In the aftermath of the financial crisis nearly five years ago, the Financial Services Authority (FSA) of UK undertook to examine all candidates to become board members. Until they relaxed this requirement FSA interview panel had rejected several such appointments. The FSA is said to have commented that it was surprised by the number of times firms put forward candidates who are not the right individuals for the role in question and where there is no clear expectation of how that candidate will contribute to the overall skill and competence of the board.
The UK Corporate Governance Code clearly gives a strong role to the non-executives. Their job description includes:
# constructive challenge and help in developing proposals on strategy;
# scrutiny of management’s performance in meeting agreed goals and objectives and the monitoring of performance reports;
# satisfying themselves on the integrity of financial information and that controls and risk management systems are robust and defensible;
# determining appropriate levels of remuneration for executive directors;
# appointing and removing executive directors, and succession planning.
Considering the above, the ability of the NEDs to perform the above role is not being emphasized adequately. NEDs should have the stature to be able to make a constructive challenge to a strategy presented by an experienced chief executive. Do these NEDs allocate sufficient time to the company to perform their responsibilities effectively. Less time will be needed for smaller companies and those with less complex businesses, but, for larger businesses and financial institutions NEDs should at-least commit 2-3 days a month.

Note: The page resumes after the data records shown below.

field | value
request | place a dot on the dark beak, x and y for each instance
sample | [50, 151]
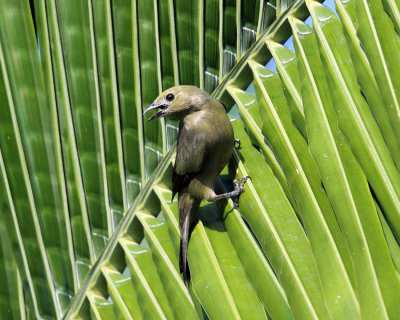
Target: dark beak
[162, 107]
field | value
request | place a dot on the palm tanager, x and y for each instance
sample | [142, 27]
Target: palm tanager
[204, 147]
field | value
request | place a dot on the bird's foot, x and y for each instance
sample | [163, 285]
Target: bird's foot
[237, 143]
[239, 189]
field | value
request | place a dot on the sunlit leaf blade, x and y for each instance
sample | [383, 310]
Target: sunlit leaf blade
[29, 144]
[146, 22]
[128, 89]
[85, 179]
[367, 81]
[75, 32]
[317, 215]
[383, 53]
[286, 64]
[360, 129]
[169, 59]
[189, 27]
[342, 180]
[12, 301]
[248, 111]
[280, 234]
[108, 106]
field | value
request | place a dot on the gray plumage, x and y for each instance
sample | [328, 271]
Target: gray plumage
[204, 146]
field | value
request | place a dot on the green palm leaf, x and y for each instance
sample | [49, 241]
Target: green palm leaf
[87, 226]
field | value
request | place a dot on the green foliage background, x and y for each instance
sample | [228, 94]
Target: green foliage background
[87, 228]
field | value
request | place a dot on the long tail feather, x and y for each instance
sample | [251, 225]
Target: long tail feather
[187, 213]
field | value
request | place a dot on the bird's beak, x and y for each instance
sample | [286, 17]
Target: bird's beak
[162, 107]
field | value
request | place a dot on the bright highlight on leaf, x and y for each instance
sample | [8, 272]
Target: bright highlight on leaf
[87, 226]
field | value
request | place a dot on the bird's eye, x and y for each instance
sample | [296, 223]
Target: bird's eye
[170, 97]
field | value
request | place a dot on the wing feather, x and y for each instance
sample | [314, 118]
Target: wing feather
[190, 153]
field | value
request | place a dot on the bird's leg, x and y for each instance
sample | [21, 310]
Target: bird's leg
[239, 189]
[236, 143]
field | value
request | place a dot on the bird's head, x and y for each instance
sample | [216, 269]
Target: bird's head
[177, 102]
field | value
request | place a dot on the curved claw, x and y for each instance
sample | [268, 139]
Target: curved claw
[237, 143]
[243, 181]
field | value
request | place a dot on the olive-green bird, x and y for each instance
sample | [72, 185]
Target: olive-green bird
[204, 147]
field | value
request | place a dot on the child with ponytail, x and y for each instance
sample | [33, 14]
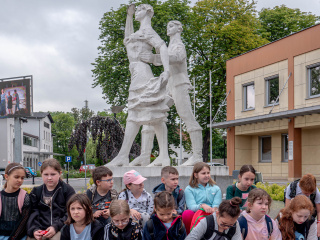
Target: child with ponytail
[49, 203]
[221, 225]
[242, 188]
[14, 204]
[296, 220]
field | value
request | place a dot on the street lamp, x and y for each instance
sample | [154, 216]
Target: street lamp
[224, 137]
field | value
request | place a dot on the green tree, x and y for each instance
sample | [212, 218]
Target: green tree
[282, 21]
[82, 114]
[217, 30]
[61, 130]
[214, 31]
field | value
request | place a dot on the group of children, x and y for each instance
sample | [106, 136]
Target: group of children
[54, 211]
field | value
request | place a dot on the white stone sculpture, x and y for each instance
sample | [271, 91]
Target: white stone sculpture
[148, 101]
[178, 86]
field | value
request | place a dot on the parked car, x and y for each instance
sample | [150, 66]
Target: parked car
[87, 167]
[30, 172]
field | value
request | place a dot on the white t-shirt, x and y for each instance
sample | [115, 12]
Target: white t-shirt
[299, 192]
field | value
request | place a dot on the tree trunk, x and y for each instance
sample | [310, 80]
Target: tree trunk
[206, 145]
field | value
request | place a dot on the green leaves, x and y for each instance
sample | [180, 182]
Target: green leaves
[214, 31]
[282, 21]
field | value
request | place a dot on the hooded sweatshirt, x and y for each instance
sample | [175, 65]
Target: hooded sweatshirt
[258, 230]
[182, 202]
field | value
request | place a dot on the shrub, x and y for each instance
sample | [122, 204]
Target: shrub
[275, 191]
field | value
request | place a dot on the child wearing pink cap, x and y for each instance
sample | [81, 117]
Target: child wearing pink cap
[139, 200]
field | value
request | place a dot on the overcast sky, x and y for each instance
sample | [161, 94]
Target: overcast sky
[56, 42]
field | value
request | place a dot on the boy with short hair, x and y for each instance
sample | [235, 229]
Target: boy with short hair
[101, 193]
[170, 181]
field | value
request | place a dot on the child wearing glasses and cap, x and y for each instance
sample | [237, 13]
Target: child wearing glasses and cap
[101, 193]
[139, 200]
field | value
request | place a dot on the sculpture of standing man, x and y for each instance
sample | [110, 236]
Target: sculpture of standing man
[148, 101]
[178, 86]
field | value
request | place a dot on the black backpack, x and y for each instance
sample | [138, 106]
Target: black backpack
[293, 192]
[211, 229]
[150, 227]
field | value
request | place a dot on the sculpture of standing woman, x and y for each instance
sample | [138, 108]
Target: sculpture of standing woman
[178, 86]
[148, 101]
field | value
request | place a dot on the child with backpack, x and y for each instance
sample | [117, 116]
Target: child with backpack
[121, 226]
[101, 193]
[254, 223]
[242, 188]
[201, 193]
[139, 200]
[164, 224]
[222, 224]
[170, 180]
[14, 204]
[80, 223]
[49, 203]
[296, 220]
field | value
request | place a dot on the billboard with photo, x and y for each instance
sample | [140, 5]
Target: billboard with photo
[16, 96]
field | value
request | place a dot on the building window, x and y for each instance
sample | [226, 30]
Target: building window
[30, 141]
[265, 149]
[46, 125]
[314, 80]
[284, 147]
[248, 96]
[272, 89]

The SEC, the Central Bank and other corporate regulators in Sri Lanka should consider regulating the business of NEDs. It’s time to prevent the virtues of having NEDs on Boards being mis-used for personal gains of shareholders. The SEC could easily verify how many NEDs and some of them considered “independent” are placed by the shareholders or powerful management to manipulate the Board for personal gain. If a NED is an employee of the shareholder’s entity, what level of constructive challenge and integrity can be expected, to perform his role with objectivity? If the NED does not have complimentary skills what is he doing on the Board? Shouldn’t NEDs be able to demonstrate some level of independence to qualify as a Board member? Time to think?